What if you want the scan per-list?

If you want a solution similar to Frank Yellin's, in which each scan starts new in each list, the fact that we did one np.cumsum on the content is a problem. In concrete terms, we have the third list starting with 11, instead of 4.4.

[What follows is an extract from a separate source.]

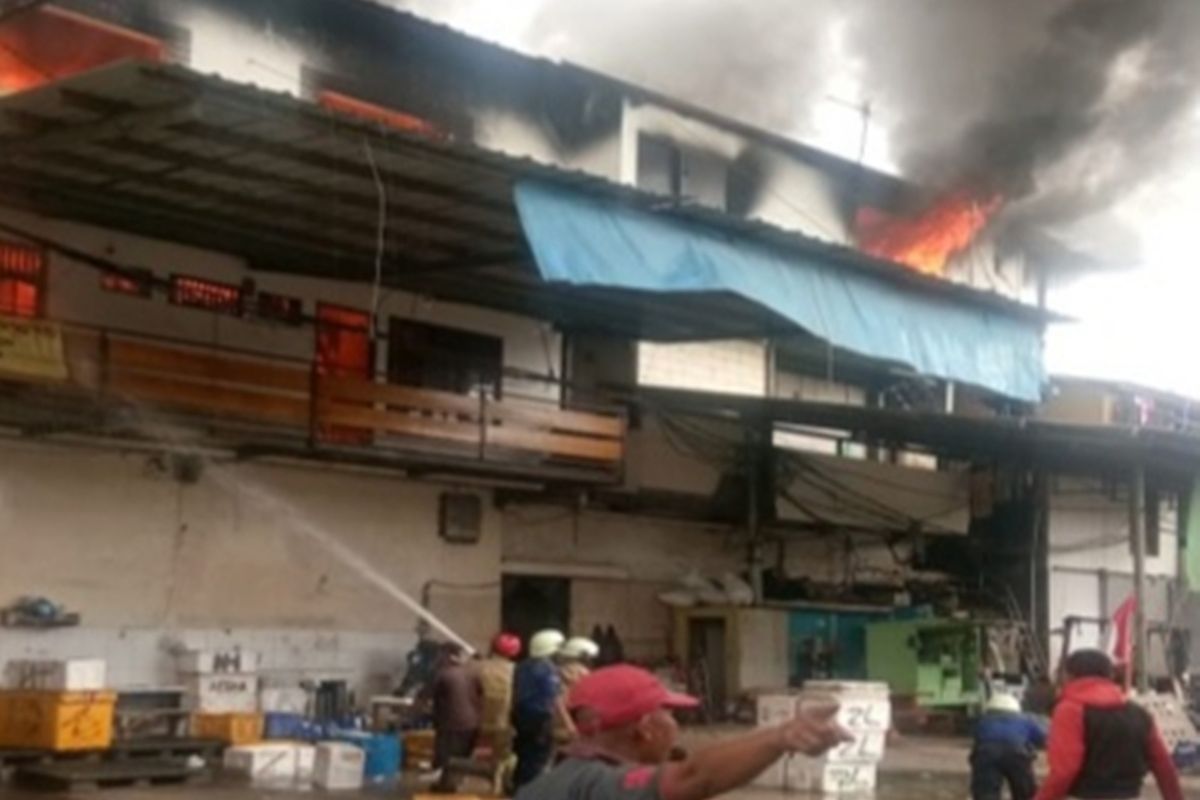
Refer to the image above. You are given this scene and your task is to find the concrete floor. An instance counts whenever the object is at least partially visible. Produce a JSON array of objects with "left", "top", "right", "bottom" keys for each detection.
[{"left": 0, "top": 730, "right": 1200, "bottom": 800}]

A vectorized way to do that is to subtract the first scan element of each list from the whole list and add the first array element back in. In both Awkward 0.x and 1.x, this can be done with slices like array[:, 0] and broadcasting, but empty lists (if you have them) are going to be a problem. Awkward 1.x has enough alternatives to work around that:

>>> ak.firsts(scan)
<Array [1.1, None, 11] type='3 * ?float64'>

>>> scan - ak.firsts(scan)
<Array [[0, 2.2, 5.5], None, [0, 5.5]] type='3 * option[var * float64]'>

>>> scan - ak.firsts(scan) + ak.firsts(array)
<Array [[1.1, 3.3, 6.6], None, [4.4, 9.9]] type='3 * option[var * float64]'>

>>> ak.fill_none(scan - ak.firsts(scan) + ak.firsts(array), [])
<Array [[1.1, 3.3, 6.6], [], [4.4, 9.9]] type='3 * var * float64'>

Most of these don't have equivalents in Awkward 0.x.